C.                            Par décision de mesures provisionnelles du 7 décembre 2022, le Tribunal civil a pris acte de la séparation des époux, attribué le logement conjugal à l’épouse et pris acte du fait qu’elle en était partie en avril 2021 et que les parties avaient passé le 11 décembre 2020 un accord au sujet des meubles, condamné le mari à contribuer à l’entretien de l’épouse par le versement, mensuellement et d’avance, de 5'700 francs dès le 1er janvier 2018, puis 5'050 francs dès le 1er janvier 2019, 3'240 francs dès le 1er janvier 2020, 3'480 francs dès le 1er janvier 2021 et 3'300 francs dès le 1er janvier 2022, rejeté toute autre ou plus ample conclusion, mis les frais judiciaires pour moitié à la charge de chacune des parties, compensé les dépens et ordonné le classement du dossier de la procédure de mesures protectrices. Les considérants seront repris plus loin, dans la mesure utile.

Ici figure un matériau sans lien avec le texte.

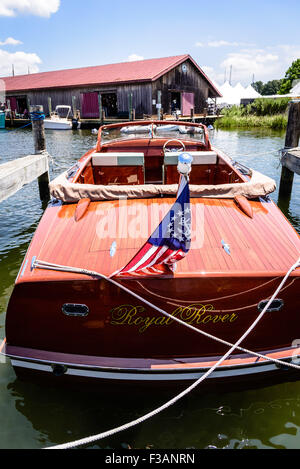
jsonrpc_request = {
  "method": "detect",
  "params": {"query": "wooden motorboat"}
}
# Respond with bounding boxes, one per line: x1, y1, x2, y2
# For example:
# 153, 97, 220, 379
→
3, 121, 300, 385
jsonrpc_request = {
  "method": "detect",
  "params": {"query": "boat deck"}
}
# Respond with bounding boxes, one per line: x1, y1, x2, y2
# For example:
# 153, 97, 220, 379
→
18, 194, 300, 282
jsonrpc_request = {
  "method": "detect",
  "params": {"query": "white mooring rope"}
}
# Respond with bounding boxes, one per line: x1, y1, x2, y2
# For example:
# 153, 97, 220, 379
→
32, 258, 300, 449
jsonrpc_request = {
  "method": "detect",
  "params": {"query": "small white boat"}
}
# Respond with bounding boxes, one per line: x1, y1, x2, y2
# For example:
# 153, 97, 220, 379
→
44, 105, 80, 130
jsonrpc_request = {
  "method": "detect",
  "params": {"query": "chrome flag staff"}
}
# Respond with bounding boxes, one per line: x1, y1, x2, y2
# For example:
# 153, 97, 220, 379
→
111, 153, 193, 277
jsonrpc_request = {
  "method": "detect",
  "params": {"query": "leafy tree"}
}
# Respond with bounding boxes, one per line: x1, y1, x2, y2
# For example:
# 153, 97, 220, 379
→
279, 59, 300, 94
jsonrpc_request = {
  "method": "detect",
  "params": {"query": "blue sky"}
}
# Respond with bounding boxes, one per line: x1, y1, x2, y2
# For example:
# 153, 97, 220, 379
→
0, 0, 300, 85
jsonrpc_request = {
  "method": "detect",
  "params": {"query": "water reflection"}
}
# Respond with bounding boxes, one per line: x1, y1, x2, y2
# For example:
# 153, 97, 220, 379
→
8, 374, 300, 449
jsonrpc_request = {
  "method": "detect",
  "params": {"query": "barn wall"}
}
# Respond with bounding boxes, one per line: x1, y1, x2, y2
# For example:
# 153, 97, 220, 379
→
9, 60, 215, 117
152, 60, 210, 114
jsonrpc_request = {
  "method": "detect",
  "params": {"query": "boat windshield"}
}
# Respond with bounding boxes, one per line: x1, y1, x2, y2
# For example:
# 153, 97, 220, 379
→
101, 123, 205, 144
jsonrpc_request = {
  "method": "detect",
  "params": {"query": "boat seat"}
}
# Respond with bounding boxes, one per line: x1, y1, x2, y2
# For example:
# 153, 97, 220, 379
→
164, 151, 218, 184
92, 152, 145, 185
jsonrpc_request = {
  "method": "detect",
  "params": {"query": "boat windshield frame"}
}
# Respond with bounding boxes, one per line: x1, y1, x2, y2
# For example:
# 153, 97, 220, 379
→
96, 120, 211, 152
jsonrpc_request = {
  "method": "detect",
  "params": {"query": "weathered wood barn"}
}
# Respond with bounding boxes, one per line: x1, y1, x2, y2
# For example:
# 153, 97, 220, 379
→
2, 55, 221, 119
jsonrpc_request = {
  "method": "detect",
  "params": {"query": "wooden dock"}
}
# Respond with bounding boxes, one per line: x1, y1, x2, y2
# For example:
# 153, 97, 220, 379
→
279, 99, 300, 198
5, 114, 222, 129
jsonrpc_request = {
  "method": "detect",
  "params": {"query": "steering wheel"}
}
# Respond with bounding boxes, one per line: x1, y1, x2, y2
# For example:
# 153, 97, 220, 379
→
163, 138, 185, 154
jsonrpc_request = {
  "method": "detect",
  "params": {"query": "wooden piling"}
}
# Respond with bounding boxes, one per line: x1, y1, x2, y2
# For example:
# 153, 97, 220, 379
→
30, 106, 50, 201
279, 100, 300, 197
48, 97, 52, 116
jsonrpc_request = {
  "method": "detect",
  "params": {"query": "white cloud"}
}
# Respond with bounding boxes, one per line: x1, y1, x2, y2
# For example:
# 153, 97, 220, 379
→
0, 37, 23, 46
0, 49, 42, 76
197, 44, 300, 86
126, 54, 144, 62
195, 39, 254, 47
0, 0, 60, 18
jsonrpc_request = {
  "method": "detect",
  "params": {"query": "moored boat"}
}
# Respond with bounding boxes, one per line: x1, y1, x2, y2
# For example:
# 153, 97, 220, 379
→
4, 121, 300, 384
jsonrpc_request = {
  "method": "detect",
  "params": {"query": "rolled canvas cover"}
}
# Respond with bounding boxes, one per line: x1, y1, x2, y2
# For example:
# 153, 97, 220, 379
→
50, 171, 276, 203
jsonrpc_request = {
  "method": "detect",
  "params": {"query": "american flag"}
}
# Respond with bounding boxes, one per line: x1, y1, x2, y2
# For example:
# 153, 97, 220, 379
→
113, 176, 191, 276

D.                            a) Le 19 décembre 2022, Y.________ appelle de la décision susmentionnée. Il conclut préalablement à l’octroi de l’effet suspensif pour le paiement des pensions actuelles et futures sur le montant dépassant 2'720 francs par mois, et sur le fond à l’annulation du chiffre 3 du dispositif de la décision entreprise pour la période courant dès le 1er janvier 2022, ainsi que du chiffre 4 du même dispositif, et à ce qu’il soit donné acte à l’épouse que l’époux contribuera à son entretien par le versement mensuel et d’avance de 2'720 francs dès le 1er janvier 2022, qu’il soit donné acte à l’époux qu’il a assumé une part des contributions d’entretien dues à l’épouse, de janvier 2018 à décembre 2021, par le paiement des intérêts hypothécaires de l’immeuble de W.________ dont la jouissance était attribuée à l’épouse depuis la séparation, à raison de 1'450 francs par mois qui doivent être déduits des contributions auxquelles il sera condamné et qu’il a contribué de l’entretien de son épouse par le versement mensuel et d’avance de divers montants précisés dans les conclusions, en tout état de cause avec suite de frais judiciaires et dépens.

                        b) Dans sa réponse du 18 janvier 2023, l’intimée conclut au rejet de la requête d’effet suspensif, au rejet de l’appel et à la confirmation de la décision entreprise, sous suite de frais et dépens.

                        c) Par ordonnance du 20 janvier 2023, le juge instructeur a accordé l’effet suspensif partiel à l’appel, s’agissant de l’exécution du chiffre 3 du dispositif de la décision entreprise, pour les pensions futures seulement, et indiqué aux parties qu’un second échange d’écritures ne lui paraissait pas nécessaire et qu’il serait statué ultérieurement, sur pièces et sans débats, le droit inconditionnel de réplique étant réservé.

                        d) L’appelant a déposé une réplique spontanée, le 3 février 2023, confirmant les conclusions déjà prises.

                        e) Dans une duplique spontanée du 15 février 2023, l’intimée confirme elle aussi ses conclusions.

                        f) L’appelant n’a pas déposé de nouvelle réplique spontanée, dans le délai fixé à cet effet.

C O N S I D É R A N T

1.                            L’appel a été déposé dans les formes et délai légaux (art. 311 al. 1 et 314 CPC). Il porte sur une décision de mesures provisionnelles réglant des questions patrimoniales, la valeur litigieuse étant à l’évidence supérieure à 10'000 francs (art. 308 al. 1 let. b CPC ; prestations périodiques, cf. art. 92 al. 2 CPC). L’appel est ainsi recevable.

2.                            L'appel peut être formé pour violation du droit ou pour constatation inexacte des faits (art. 310 CPC). L'autorité d'appel peut revoir l'ensemble du droit applicable, y compris les questions d'opportunité ou d'appréciation laissées par la loi à la décision du juge. Elle peut revoir librement l'appréciation des faits sur la base des preuves administrées en première instance. Le large pouvoir d'examen en fait et en droit ainsi défini s'applique même si la décision attaquée est de nature provisionnelle (Jeandin, in : CR CPC, 2e éd., n. 5 Intro art. 308-334).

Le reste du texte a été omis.